Dr Andre Steckenreuter (1), Xavier Hoenner (2), Katherine Tattersall (2), Victor Peddemors (3), Colin Simpfendorfer (4), Michelle Heupel (4,5,) Russ Babcock (6), Richard Pillans (6), Hamish Campbell (7), Alistair Hobday (8), Ross Dwyer (9), Mario Espinoza (4), Amy Smoothey (3), Robert Harcourt (10)

1 IMOS Animal Tracking Facility, Sydney Institute of Marine Science, 19 Chowder Bay Rd, Mosman, NSW 2088, Australia

2 Integrated Marine Observing System, University of Tasmania, Private Bag 110, Hobart, TAS 7001, Australia

3 NSW Department of Primary Industries, Sydney Institute of Marine Science, 24 Chowder Bay Road, Mosman, NSW 2088, Australia

4 Centre for Sustainable Tropical Fisheries and Aquaculture & College of Marine and Environmental Sciences, James Cook

University, Townsville, QLD 4811, Australia

5 Australian Institute of Marine Science, PMB No 3, Townsville, QLD 4810, Australia

6 CSIRO Oceans and Atmosphere, PO Box 2583, GPO Brisbane, QLD 4001, Australia

7 School of Environmental & Rural Science Natural Resources Building, University of New England, Armidale, NSW 2351, Australia

8 CSIRO Oceans and Atmosphere, Hobart, TAS 7000, Australia

9 EcoLab, School of Biological Sciences, University of Queensland, Brisbane, QLD 4072, Australia

10 Department of Biological Sciences, Faculty of Science and Engineering, Macquarie University, Sydney, NSW 2109, Australia


Species’ movement ranges may provide important baseline data for scientists to strategically plan investigations aiming to create a bigger picture of a species’ biology and ecology as well as its ecosystem function.
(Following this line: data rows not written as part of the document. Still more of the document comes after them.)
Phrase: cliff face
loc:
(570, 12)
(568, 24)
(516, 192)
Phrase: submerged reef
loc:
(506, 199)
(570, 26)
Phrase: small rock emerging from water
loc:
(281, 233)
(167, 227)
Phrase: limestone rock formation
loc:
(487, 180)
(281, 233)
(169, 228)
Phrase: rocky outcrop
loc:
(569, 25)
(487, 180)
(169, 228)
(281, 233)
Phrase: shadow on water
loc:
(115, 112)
Management agencies in turn may benefit by using this information to detect ecological shifts over time and to adjust management strategies accordingly. Applications of climate driven species redistribution are diverse and may include long-term monitoring of climate change, fisheries management, tourism, marine park monitoring, and conservation measures. The IMOS Animal Tracking Facility (AATAMS) is part of the Integrated Marine Observing System (IMOS), a national, collaborative research infrastructure program. IMOS’ research facilities generate publicly available data streams including climate variability and biological responses. The AATAMS national database is a repository and data storage facility built through collaboration between the IMOS—AATAMS community. Each collaborating project provides information on marine species in pelagic, coastal, and estuarine ecosystems and their temporal and spatial movements. Currently, the database incorporates deployed receivers at over 2000 locations nationwide with more than 4000 tagged animals that have generated over 65 million tag detections. To date, 85 species covering five marine taxa have been tagged including crustaceans, chondrichthyes, osteichthyes, marine reptiles, and marine mammals. Two examples, bull sharks (Carcharhinus leucas) and southern bluefin tuna (Thunnus maccoyii), are presented to demonstrate how the AATAMS database provides a platform for meta-analyses regarding movement ranges of species. In the IMOS Ocean Portal those data subsets can be overlayed with oceanographic and meteorological data streams collated by other IMOS facilities.